Now, more than ever, it is important to note that Israel undertakes immense efforts to abide by the requirements of international law in the terrible war which was forced on it by Hamas and Hezbollah terrorist organizations. Israel's efforts are based on its moral and democratic identity, and not from external pressure. Israel should therefore reject policies that might violate international law. In addition to these considerations, it is also important for Israel to act wisely to reduce the risk of additional arrest warrants. The criminal investigation at the Court concerning the war in Gaza and activities in the West Bank continues to progress, and the arrest warrants already issued may only be the opening shot. Exercising caution in adopting controversial policies and operational conduct that could be interpreted as violations of the law of armed conflict (including aspects of humanitarian aid to civilians); avoiding irresponsible statements by politicians and commanders that could be interpreted as indicating intent to commit crimes; and conducting independent investigations into credible allegations of violations of the law—these are the essential tools for Israel to avoid further deterioration down the path on which we currently find ourselves.

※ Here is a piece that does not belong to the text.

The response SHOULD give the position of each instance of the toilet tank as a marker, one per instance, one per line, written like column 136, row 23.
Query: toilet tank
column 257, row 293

There is a possible connection between the severe risks to Israel stemming from The Hague and the government's ongoing efforts to undermine judicial and democratic institutions in Jerusalem. How will we succeed in convincing the ICC and other courts around the world that Israel is committed and capable of investigating allegations of violations of the law when our public representatives themselves do not respect the Israeli judicial system or, particularly, the Attorney General, who heads the law enforcement system?
The State of Israel has professional and independent judicial and legal systems. Protecting them as such is vital for us to effectively defend IDF soldiers, commanders, and the political leadership from the legal threats emerging in The Hague and other capitals around the world. We must not abandon them.